Friday, May 5, 2017

After Every War



By. Kaitlyn A.

The fictional novel, After Every War by Twenty-Century Women Poets and translated by Eavan Boland "is a book of translations of women poets living in Europe in the decades before and after the war" (Boland).


The nine women that are noticed in the book are Rose Ausländer, Elisabeth Langgässer, Nelly Sachs, Gertrud Kolmar, Else Lasker-Schüler, Ingeborg Bachmann, Marie Luise Kaschnitz, Hilde Domin, and Dagmar Nick. All these women are German speaking, all poets, and all witnesses of probably one of the most horrific and devastating war in history, World War II. Some of these women were also Jewish which meant that they also had to witness and take part in "one of the darkest periods of human cruelty, the Holocaust." (Boland). This book takes you on their journeys with their poems with some other writers included providing a detailed and creative biography of the time period. But the way everything is seen by the poet's eyes is not from them it's from 'the lens of deep private losses' (Boland). They mark down small occasions, or just stuff that goes on between families to keep the readers interested in everything that is going on.
Boland translated this weekend they are introduced with biological notes on the authors to help to reader understand more about who they are reading about/who wrote it.

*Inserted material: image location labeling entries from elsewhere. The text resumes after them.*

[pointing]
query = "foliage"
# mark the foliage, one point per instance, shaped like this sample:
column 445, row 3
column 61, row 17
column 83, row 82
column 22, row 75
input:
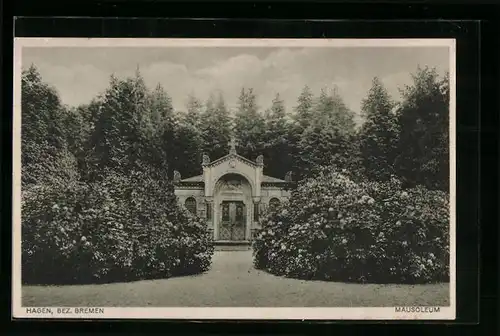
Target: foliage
column 45, row 155
column 249, row 125
column 216, row 127
column 335, row 229
column 276, row 152
column 328, row 138
column 122, row 228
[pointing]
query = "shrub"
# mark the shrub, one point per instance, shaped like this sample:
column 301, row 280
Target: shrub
column 120, row 229
column 333, row 228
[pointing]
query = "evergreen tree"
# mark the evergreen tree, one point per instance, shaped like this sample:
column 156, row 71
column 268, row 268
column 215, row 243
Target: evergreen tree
column 45, row 157
column 277, row 146
column 379, row 134
column 188, row 139
column 249, row 126
column 303, row 110
column 216, row 127
column 300, row 121
column 423, row 119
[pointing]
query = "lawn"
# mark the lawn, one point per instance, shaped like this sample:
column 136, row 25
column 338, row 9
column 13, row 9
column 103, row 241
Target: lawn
column 232, row 281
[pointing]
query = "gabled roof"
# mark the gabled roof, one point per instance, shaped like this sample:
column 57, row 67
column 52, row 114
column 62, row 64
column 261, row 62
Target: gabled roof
column 265, row 179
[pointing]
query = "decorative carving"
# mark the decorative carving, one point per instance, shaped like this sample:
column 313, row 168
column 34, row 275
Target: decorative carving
column 233, row 185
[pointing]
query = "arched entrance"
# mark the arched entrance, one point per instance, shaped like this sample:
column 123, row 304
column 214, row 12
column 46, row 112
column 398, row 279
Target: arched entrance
column 232, row 211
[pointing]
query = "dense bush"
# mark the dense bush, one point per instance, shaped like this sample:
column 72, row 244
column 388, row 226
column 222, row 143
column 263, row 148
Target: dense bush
column 122, row 228
column 336, row 229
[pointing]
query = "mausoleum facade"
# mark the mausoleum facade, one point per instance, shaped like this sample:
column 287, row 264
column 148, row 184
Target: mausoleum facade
column 231, row 195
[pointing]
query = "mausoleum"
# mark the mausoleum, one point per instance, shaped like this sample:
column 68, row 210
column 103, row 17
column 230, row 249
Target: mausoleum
column 231, row 194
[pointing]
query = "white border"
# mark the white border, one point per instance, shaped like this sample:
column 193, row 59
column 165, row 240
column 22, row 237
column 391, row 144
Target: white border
column 337, row 313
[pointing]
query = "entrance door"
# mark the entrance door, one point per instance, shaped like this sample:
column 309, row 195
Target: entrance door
column 233, row 219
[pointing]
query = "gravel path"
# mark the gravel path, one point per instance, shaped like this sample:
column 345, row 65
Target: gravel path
column 232, row 281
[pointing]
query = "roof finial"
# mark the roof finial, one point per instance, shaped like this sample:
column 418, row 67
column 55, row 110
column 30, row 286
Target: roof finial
column 232, row 146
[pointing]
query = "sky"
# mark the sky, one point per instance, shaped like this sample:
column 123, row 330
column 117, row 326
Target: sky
column 80, row 73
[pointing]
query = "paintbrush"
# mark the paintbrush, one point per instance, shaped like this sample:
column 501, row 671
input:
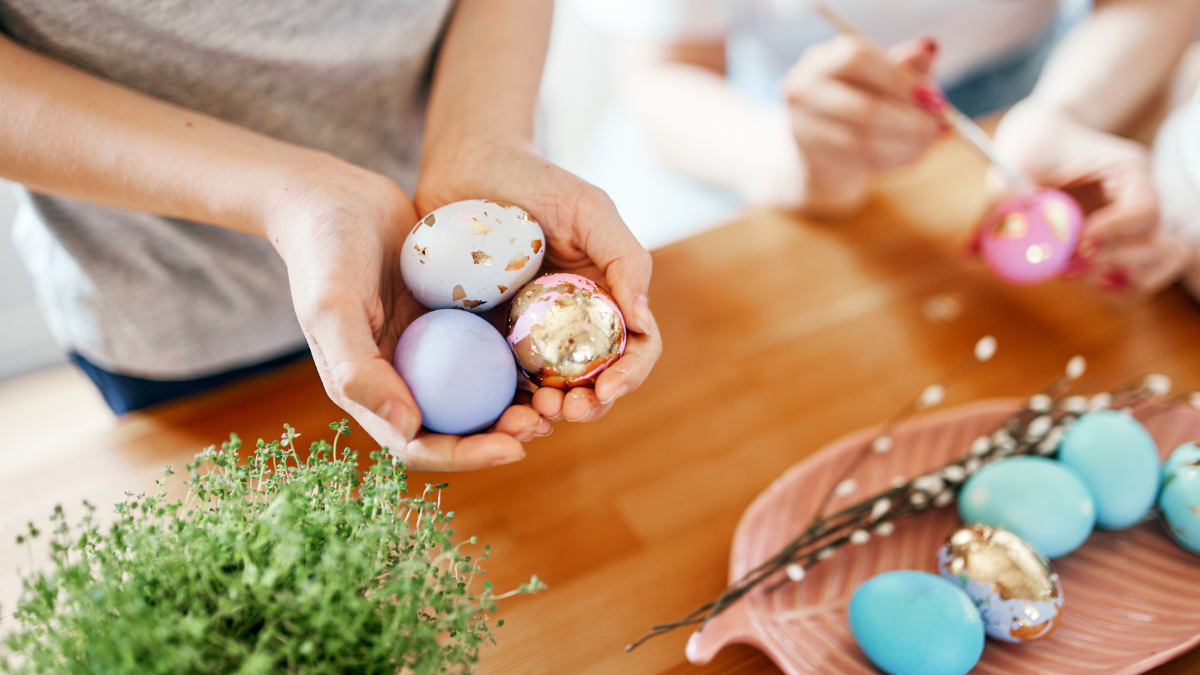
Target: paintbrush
column 961, row 124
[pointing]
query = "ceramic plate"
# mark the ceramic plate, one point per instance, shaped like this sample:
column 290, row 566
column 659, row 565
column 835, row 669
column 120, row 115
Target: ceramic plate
column 1132, row 598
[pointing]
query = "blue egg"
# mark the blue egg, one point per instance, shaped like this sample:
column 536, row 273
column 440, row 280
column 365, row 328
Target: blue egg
column 459, row 369
column 1039, row 500
column 1179, row 505
column 1187, row 453
column 916, row 623
column 1119, row 463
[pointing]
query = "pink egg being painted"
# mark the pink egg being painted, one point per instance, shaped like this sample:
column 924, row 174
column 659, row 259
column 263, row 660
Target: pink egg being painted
column 564, row 330
column 1031, row 237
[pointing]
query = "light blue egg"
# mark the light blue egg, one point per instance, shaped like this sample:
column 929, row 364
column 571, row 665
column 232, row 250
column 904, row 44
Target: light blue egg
column 1039, row 500
column 916, row 623
column 1119, row 463
column 1187, row 453
column 459, row 369
column 1179, row 505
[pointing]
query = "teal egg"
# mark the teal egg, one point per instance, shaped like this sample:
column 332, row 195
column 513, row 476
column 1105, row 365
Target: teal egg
column 1119, row 463
column 1187, row 453
column 1039, row 500
column 1179, row 505
column 916, row 623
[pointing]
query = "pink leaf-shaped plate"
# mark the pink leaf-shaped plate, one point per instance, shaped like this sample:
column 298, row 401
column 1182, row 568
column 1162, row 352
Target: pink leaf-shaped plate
column 1132, row 597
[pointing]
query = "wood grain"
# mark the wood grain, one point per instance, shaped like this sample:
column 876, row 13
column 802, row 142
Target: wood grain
column 780, row 336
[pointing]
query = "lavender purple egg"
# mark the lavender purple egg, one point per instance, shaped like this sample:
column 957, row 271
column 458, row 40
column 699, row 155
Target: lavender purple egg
column 564, row 330
column 459, row 369
column 1031, row 237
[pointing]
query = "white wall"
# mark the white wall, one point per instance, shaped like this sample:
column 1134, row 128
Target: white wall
column 25, row 342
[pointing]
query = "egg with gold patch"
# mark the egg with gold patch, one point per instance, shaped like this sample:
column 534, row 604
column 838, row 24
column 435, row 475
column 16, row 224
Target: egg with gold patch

Not only did Boland have to translate the tragic occurrences that happened in the book she was also dealing with the violence in her own country. 'Her experience has drawn her closer to these nine poets, enabling her to render into English the beautiful, ruminative quality of their work and to present their poems for what they are.' (Boland).
This reading was very interesting as it had a lot of facts about the poet's and the way they word their writing makes the poem come to life almost making the emotions real. I strongly suggest readers who are interested in history and what things were like during the war read this book.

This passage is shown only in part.